Multiple differences between immediate-early and delayed primary response genes thus appear to contribute to the distinct kinetics of induction of their mRNAs. The immediate-early genes are characterized by over-representation of binding sites for several transcription factors in their upstream regions, promoters with high affinity TATA boxes, and short primary transcripts containing relatively few exons. In all of these respects, the delayed primary response genes are similar to other genes in the genome. Additional features, such as chromatin structure, may also distinguish immediate-early from delayed primary response genes, as has been reported for genes displaying rapid versus delayed inductions in response to other stimuli (41
To determine whether these characteristics of immediate-early genes were consistent in other cell types, we analyzed the features of immediate-early genes induced by the mitogenic stimuli EGF in HeLa cells and serum in MCF10A cells (normal human breast epithelial cells) in published data sets (44
). As in T98G cells, the immediate-early genes induced in both HeLa and MCF10A cells showed an over-representation of transcription factor binding sites, including sites for SRF, AP1, CREB, KROX and NF-κB, that were conserved in mouse and dog (Supplementary Table 7
; for complete Transfac output, see Supplementary Table 8
). Likewise, immediate-early genes in HeLa and MCF10A cells had significantly higher TATA scores, lower exon frequencies and shorter transcript lengths as compared to the genome as a whole (Supplementary Figures 3-4
). Thus, the immediate-early genes induced in T98G, HeLa, and MCF10A cells by three different mitogens share common characteristics of genomic organization.
The multiple features associated with rapid induction of immediate-early genes may have been selected for based on the functions of immediate-early gene products as transcriptional regulators that mediate subsequent alterations in gene expression in response to growth factor stimulation.
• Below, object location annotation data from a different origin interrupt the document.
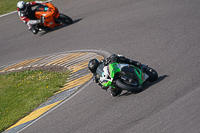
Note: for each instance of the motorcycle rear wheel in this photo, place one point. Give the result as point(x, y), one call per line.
point(124, 86)
point(65, 19)
point(153, 75)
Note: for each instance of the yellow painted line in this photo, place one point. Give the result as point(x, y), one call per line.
point(50, 63)
point(82, 65)
point(22, 64)
point(76, 82)
point(35, 114)
point(72, 58)
point(66, 58)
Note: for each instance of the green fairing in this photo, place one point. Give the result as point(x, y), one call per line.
point(107, 84)
point(139, 75)
point(113, 69)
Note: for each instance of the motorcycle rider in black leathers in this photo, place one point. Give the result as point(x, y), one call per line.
point(94, 63)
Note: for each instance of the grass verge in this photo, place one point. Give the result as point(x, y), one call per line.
point(21, 92)
point(7, 6)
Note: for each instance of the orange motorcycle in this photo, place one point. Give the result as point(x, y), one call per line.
point(50, 17)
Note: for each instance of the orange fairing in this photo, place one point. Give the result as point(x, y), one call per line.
point(49, 12)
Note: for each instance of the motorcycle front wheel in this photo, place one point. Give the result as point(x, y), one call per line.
point(65, 19)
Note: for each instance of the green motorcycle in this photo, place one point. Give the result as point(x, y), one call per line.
point(125, 76)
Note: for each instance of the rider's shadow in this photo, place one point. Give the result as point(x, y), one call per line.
point(59, 27)
point(148, 85)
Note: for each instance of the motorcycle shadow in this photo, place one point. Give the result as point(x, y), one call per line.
point(145, 87)
point(59, 27)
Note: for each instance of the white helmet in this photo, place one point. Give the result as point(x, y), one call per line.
point(21, 5)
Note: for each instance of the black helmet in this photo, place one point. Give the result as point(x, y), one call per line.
point(93, 64)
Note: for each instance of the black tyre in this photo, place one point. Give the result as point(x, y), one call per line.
point(65, 19)
point(153, 75)
point(115, 92)
point(121, 84)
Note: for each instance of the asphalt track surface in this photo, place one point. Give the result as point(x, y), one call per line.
point(163, 34)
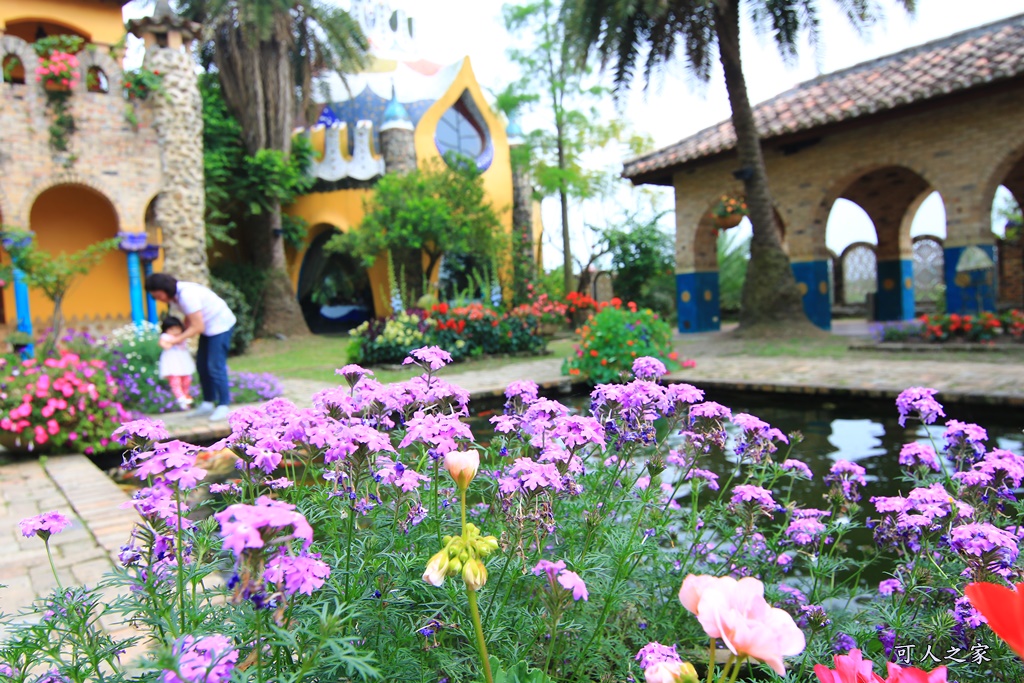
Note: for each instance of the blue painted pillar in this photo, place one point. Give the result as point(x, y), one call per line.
point(24, 311)
point(973, 291)
point(894, 298)
point(151, 303)
point(697, 301)
point(135, 287)
point(812, 279)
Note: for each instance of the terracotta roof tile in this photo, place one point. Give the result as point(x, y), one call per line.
point(961, 61)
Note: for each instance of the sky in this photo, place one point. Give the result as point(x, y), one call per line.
point(673, 107)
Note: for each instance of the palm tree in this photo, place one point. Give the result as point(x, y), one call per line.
point(620, 30)
point(266, 53)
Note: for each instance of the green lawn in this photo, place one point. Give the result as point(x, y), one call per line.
point(315, 357)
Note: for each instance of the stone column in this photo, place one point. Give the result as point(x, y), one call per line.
point(181, 206)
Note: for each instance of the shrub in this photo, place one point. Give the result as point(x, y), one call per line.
point(64, 404)
point(612, 339)
point(388, 340)
point(476, 330)
point(250, 281)
point(245, 329)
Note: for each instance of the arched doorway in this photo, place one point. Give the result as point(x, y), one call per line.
point(334, 289)
point(68, 218)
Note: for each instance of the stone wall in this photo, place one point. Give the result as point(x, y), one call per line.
point(178, 122)
point(111, 156)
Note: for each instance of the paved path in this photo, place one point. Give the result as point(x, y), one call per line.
point(74, 485)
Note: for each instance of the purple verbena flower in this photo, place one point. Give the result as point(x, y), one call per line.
point(44, 525)
point(918, 402)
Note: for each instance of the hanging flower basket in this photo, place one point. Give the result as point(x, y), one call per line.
point(728, 212)
point(725, 222)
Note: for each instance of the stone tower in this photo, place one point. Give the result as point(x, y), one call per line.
point(178, 120)
point(397, 141)
point(524, 265)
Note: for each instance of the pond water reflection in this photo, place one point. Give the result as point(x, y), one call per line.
point(864, 432)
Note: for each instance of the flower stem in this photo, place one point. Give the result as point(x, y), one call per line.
point(711, 660)
point(46, 544)
point(475, 612)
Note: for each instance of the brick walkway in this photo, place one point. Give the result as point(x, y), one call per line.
point(74, 485)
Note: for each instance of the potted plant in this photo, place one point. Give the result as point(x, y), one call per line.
point(728, 212)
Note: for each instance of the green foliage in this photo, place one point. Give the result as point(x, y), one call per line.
point(643, 258)
point(613, 338)
point(250, 281)
point(240, 185)
point(439, 209)
point(51, 273)
point(245, 329)
point(555, 82)
point(552, 283)
point(733, 255)
point(138, 85)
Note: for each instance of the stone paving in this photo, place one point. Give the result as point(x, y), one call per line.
point(76, 486)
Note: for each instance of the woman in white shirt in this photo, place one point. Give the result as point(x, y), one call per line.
point(206, 316)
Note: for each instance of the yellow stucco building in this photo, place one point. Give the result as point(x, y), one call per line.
point(400, 113)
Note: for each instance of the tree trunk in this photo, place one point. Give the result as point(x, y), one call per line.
point(770, 294)
point(257, 81)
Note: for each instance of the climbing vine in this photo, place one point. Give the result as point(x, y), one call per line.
point(57, 75)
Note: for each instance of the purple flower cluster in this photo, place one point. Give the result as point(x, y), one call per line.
point(758, 437)
point(918, 402)
point(654, 652)
point(846, 478)
point(208, 659)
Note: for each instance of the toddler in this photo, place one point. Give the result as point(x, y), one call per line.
point(175, 361)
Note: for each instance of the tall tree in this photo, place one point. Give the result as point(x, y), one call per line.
point(620, 31)
point(266, 53)
point(553, 80)
point(434, 210)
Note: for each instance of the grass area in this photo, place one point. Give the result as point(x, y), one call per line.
point(315, 357)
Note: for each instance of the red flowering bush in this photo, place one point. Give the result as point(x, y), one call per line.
point(62, 404)
point(546, 309)
point(616, 336)
point(954, 327)
point(476, 330)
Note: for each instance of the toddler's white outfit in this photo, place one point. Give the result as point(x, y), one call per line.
point(178, 367)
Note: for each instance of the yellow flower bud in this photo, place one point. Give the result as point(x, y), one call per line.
point(474, 573)
point(462, 465)
point(437, 568)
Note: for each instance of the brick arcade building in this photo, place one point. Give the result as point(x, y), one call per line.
point(943, 117)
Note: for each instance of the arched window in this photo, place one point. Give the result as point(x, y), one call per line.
point(13, 70)
point(462, 132)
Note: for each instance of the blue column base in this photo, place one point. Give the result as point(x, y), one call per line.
point(24, 311)
point(894, 299)
point(812, 278)
point(971, 292)
point(135, 287)
point(151, 303)
point(697, 304)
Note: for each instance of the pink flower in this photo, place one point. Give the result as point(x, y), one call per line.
point(570, 581)
point(850, 668)
point(736, 612)
point(43, 525)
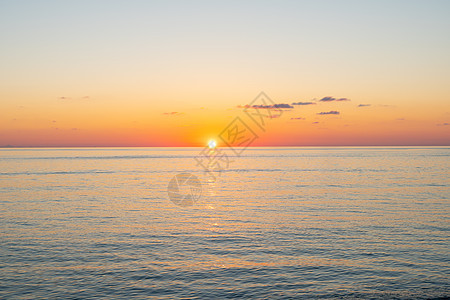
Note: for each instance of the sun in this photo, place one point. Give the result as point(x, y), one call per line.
point(212, 144)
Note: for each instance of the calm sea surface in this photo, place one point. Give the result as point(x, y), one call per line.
point(278, 223)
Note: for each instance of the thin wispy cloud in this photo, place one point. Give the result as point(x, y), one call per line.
point(331, 112)
point(330, 99)
point(274, 106)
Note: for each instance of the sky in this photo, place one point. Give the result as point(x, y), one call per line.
point(177, 73)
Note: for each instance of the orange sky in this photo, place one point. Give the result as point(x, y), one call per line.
point(176, 74)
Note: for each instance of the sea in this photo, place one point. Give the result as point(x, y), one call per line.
point(264, 223)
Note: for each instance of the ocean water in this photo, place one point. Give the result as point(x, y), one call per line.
point(276, 223)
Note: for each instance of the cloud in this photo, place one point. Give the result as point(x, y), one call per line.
point(331, 112)
point(274, 106)
point(303, 103)
point(330, 99)
point(70, 98)
point(64, 98)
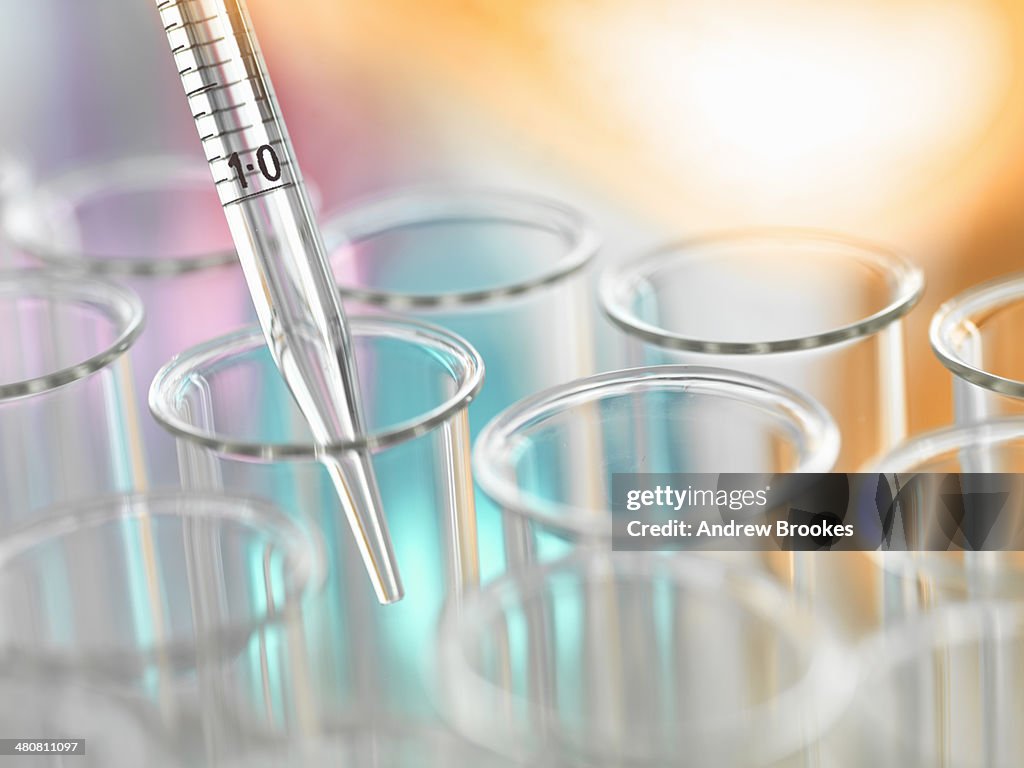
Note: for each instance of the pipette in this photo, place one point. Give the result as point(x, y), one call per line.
point(281, 249)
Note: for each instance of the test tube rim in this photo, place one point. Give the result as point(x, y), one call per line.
point(956, 312)
point(919, 450)
point(489, 469)
point(909, 281)
point(830, 675)
point(418, 206)
point(302, 543)
point(912, 456)
point(949, 625)
point(120, 304)
point(78, 183)
point(468, 372)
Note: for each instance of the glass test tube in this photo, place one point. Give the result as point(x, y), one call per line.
point(153, 222)
point(548, 462)
point(507, 271)
point(915, 581)
point(547, 665)
point(942, 691)
point(69, 426)
point(157, 601)
point(820, 312)
point(85, 718)
point(977, 336)
point(14, 184)
point(238, 428)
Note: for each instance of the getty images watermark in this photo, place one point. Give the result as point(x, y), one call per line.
point(837, 511)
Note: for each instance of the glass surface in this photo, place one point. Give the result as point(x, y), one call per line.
point(239, 429)
point(506, 270)
point(976, 336)
point(639, 658)
point(943, 691)
point(69, 427)
point(548, 462)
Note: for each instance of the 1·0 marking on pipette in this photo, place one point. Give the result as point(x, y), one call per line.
point(281, 249)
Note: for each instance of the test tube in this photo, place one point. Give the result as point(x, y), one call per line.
point(14, 183)
point(157, 600)
point(84, 718)
point(154, 223)
point(506, 270)
point(281, 250)
point(818, 311)
point(238, 429)
point(549, 461)
point(944, 690)
point(919, 579)
point(731, 673)
point(69, 426)
point(976, 335)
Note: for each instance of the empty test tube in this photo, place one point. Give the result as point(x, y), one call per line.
point(280, 248)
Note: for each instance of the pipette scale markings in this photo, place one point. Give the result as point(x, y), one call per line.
point(281, 249)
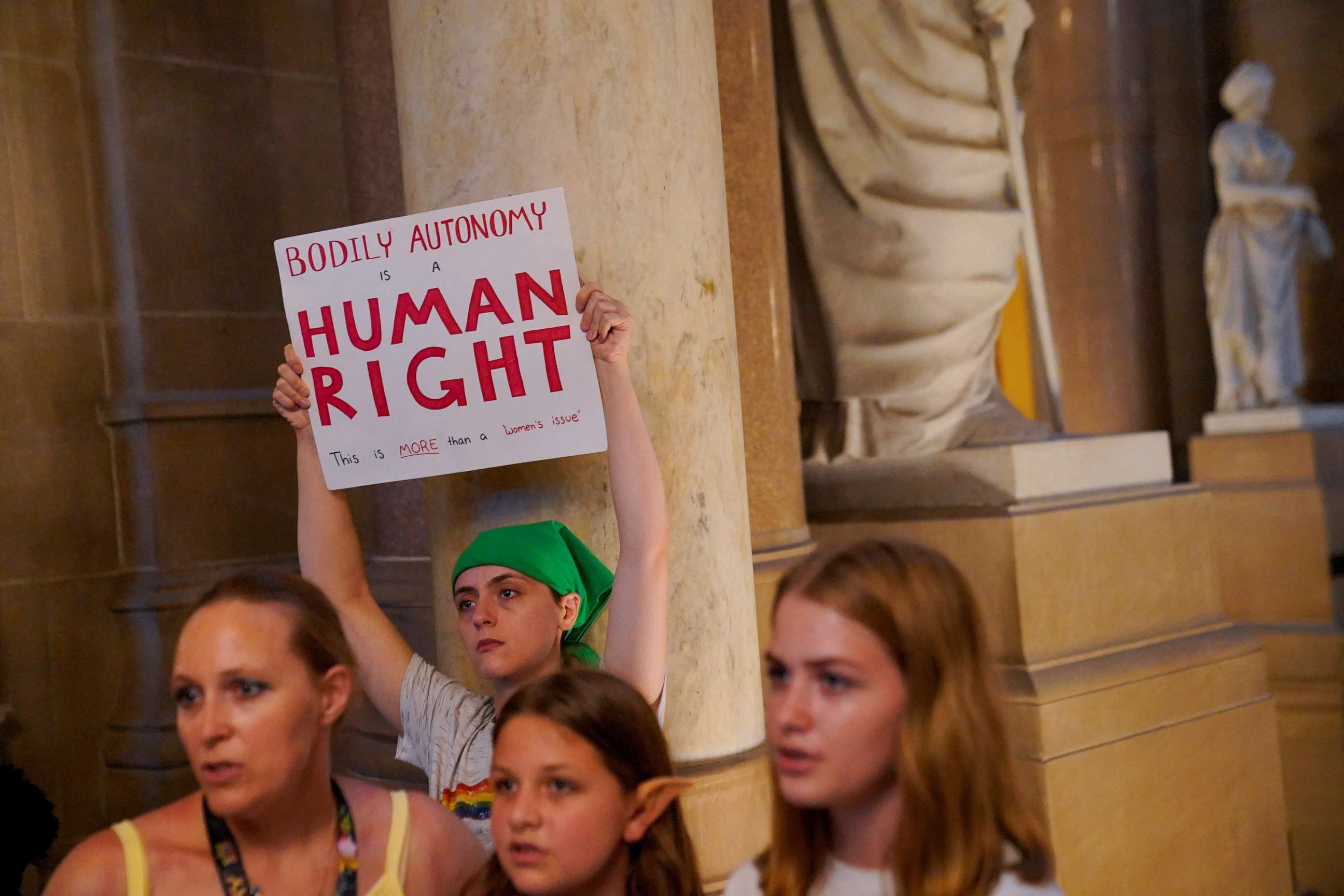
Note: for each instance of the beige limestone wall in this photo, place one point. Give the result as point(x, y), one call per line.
point(219, 128)
point(150, 155)
point(619, 105)
point(58, 540)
The rapid induction of immediate-early genes might be expected to play an important role in achieving a robust cellular response to extracellular signals. In contrast, the lag in induction of both delayed primary and secondary response genes is consistent with the apparent functions of these genes as effectors rather than mediators of growth factor signaling. Thus, immediate-early genes are not only characterized by a lack of requirement for new protein synthesis prior to their transcriptional induction; they also possess distinct genomic features that may have been selected to confer rapid inducibility.